Determine to guard your mate's secrets (unless they are dangerous to them or to you) and to pray for them. Talk with your spouse, and resolve to demonstrate love in spite of these issues. Really listen to them when they share personal thoughts and struggles with you. Make them feel safe.



Feel free to post your thoughts/experiences on this dare

You can be close friends will someone from childhood to college. You can be close to a sibling that is about the same age as you. But nothing rivals the closeness of a husband and wife. Marriage is the most intimate of all human relationships.

That is why we need it so much. Each of us comes into life with an inborn hunger to be known, loved, and accepted. We want people to recognize and value us. The prospect of sharing our home with another person who knows us down to the most intimate detail is part of the deep pleasure or marriage. Yet this comes with a danger. Someone who knows us this intimately can either love us at depths we never imagined, or can wound us in ways we may never fully recover. It is both the fire and fear of marriage.

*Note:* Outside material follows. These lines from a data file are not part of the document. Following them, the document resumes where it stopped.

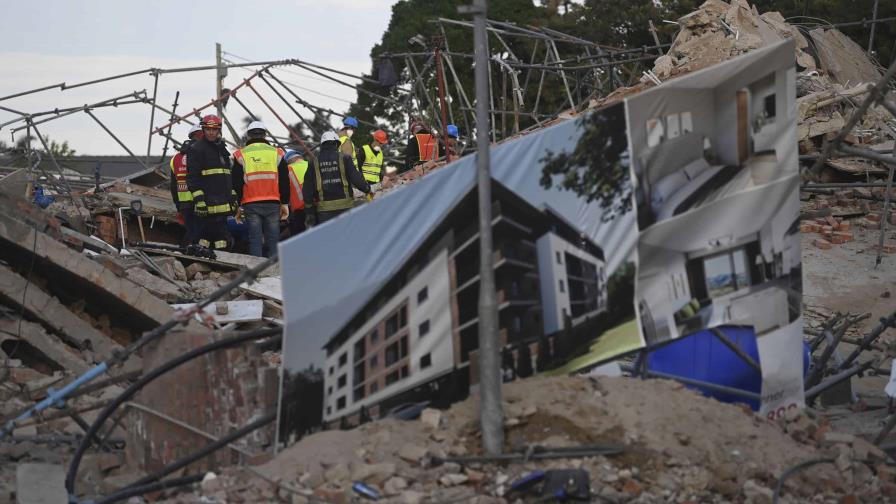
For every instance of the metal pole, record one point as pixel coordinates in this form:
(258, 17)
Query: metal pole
(220, 72)
(873, 26)
(440, 77)
(125, 147)
(491, 414)
(152, 113)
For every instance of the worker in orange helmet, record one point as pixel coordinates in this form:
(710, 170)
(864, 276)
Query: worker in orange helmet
(208, 179)
(370, 159)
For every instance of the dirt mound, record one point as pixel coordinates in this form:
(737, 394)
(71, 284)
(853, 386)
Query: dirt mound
(678, 446)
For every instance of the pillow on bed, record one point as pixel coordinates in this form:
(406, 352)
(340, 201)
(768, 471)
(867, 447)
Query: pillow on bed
(695, 168)
(665, 187)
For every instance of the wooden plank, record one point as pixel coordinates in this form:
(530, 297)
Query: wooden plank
(237, 311)
(52, 348)
(267, 288)
(53, 314)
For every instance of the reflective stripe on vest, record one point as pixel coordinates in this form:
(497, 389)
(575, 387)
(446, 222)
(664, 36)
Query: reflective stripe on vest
(344, 139)
(343, 203)
(373, 165)
(427, 146)
(296, 178)
(260, 162)
(179, 172)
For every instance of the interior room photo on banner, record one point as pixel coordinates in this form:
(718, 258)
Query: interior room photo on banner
(382, 320)
(714, 155)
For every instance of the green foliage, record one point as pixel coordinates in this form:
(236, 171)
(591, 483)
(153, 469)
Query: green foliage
(597, 167)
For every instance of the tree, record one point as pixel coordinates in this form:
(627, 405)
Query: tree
(597, 167)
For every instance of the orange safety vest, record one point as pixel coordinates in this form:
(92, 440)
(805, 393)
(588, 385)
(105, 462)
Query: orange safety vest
(179, 172)
(260, 162)
(427, 146)
(296, 178)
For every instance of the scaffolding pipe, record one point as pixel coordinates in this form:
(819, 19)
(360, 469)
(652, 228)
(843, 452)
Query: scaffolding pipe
(491, 414)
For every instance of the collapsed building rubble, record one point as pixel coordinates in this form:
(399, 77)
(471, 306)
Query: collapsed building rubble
(69, 299)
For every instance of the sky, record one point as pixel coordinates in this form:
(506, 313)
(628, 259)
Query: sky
(54, 41)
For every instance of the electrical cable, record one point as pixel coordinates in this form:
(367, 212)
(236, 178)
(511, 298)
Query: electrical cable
(146, 379)
(793, 470)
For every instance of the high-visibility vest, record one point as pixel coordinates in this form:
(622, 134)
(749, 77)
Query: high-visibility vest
(260, 162)
(427, 146)
(334, 192)
(296, 179)
(373, 165)
(179, 172)
(344, 139)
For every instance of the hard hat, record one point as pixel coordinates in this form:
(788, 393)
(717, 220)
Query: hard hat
(211, 121)
(256, 125)
(195, 129)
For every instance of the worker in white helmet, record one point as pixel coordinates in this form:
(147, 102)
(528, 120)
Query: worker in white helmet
(261, 181)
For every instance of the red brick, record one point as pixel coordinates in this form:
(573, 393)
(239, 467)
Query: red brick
(846, 235)
(822, 244)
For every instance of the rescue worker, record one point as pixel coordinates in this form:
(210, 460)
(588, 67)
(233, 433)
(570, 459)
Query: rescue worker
(297, 169)
(349, 125)
(261, 181)
(208, 179)
(370, 159)
(328, 183)
(422, 146)
(181, 196)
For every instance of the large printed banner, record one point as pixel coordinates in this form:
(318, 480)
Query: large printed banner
(638, 225)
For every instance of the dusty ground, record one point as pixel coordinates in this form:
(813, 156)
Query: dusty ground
(678, 447)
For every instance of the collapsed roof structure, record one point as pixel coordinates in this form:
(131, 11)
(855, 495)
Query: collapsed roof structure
(72, 299)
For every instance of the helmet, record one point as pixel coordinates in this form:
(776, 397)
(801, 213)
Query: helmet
(211, 121)
(329, 136)
(256, 125)
(195, 129)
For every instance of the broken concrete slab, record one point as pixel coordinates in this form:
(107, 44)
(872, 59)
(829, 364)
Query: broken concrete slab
(52, 348)
(237, 311)
(53, 314)
(40, 484)
(267, 288)
(19, 240)
(161, 288)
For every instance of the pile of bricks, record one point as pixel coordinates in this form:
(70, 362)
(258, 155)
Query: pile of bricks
(834, 231)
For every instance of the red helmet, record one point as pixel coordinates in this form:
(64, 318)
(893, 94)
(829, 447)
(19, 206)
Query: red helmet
(211, 121)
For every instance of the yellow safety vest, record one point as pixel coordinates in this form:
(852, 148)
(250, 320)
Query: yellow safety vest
(296, 179)
(373, 165)
(344, 139)
(260, 162)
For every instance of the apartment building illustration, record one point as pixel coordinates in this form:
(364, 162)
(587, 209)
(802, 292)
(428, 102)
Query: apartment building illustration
(422, 325)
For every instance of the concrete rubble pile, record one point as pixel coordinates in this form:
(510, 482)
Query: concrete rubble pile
(69, 299)
(733, 457)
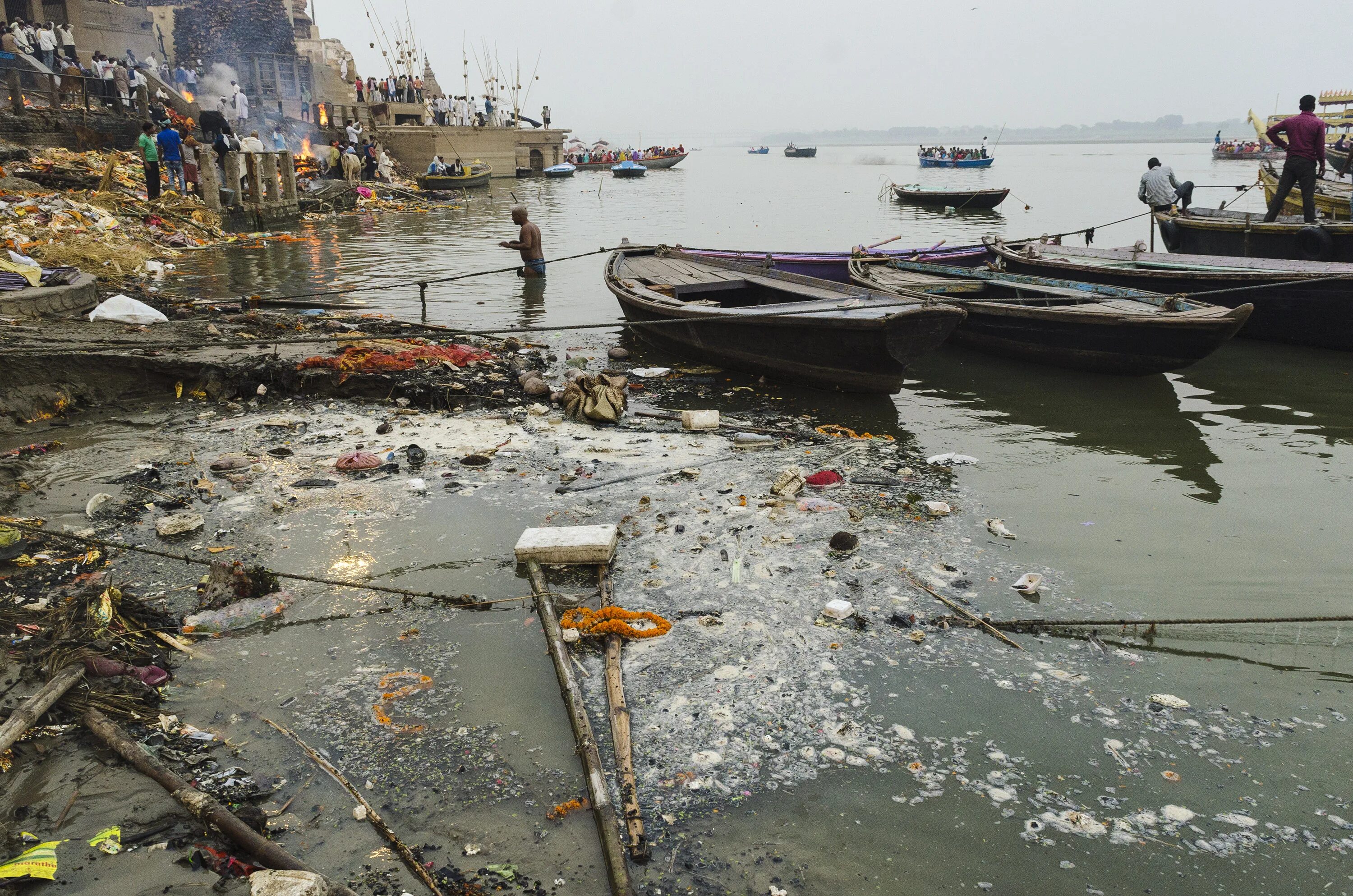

If home is not considered a safe place, you will both be tempted to seek it somewhere else. Perhaps you might look to another person. You may look for comfort in work or in outside hobbies, something that partially shields you from intimacy but also keeps people around you who respect and accept you.

You mate should not feel pressured to be perfect in order to receive your approval. They should not walk on eggshells in the very place they ought to feel most comfortable. The atmosphere in your marriage should be one of freedom. Your closeness should only intensify your intimacy. Being 'naked' and not 'ashamed' should exist in the same sentence, right in your marriage, both physically and emotionally.

Some of your spouses secrets may need correcting. Therefore you can be an agent of healing and repaid-not by lecturing, not by criticizing, but by listening in love and offering support.

Some of these secrets just need to be accepted. They are a part of this person's make up and history. Although these issues may not be pleasant to deal with, they will always require a gentle touch.

In either case, you and you alone wield the power to reject you spouse because of this, or to welcome them in, warts and all. They will either know they are in a place of safety where they are free to make mistakes, or they will recoil into themselves and be lost to you, perhaps forever. Loving them well should be your life's work.

This may be an area you have failed in in the past. If so do not expect your mate to immediatly give you wide-open access to their heart. You must begin to rebuild trust.

The reality of intimacy always takes time to develop, especially after being compromised. But your commitment to re-establish it can happen today-for anyone willing to take the dare.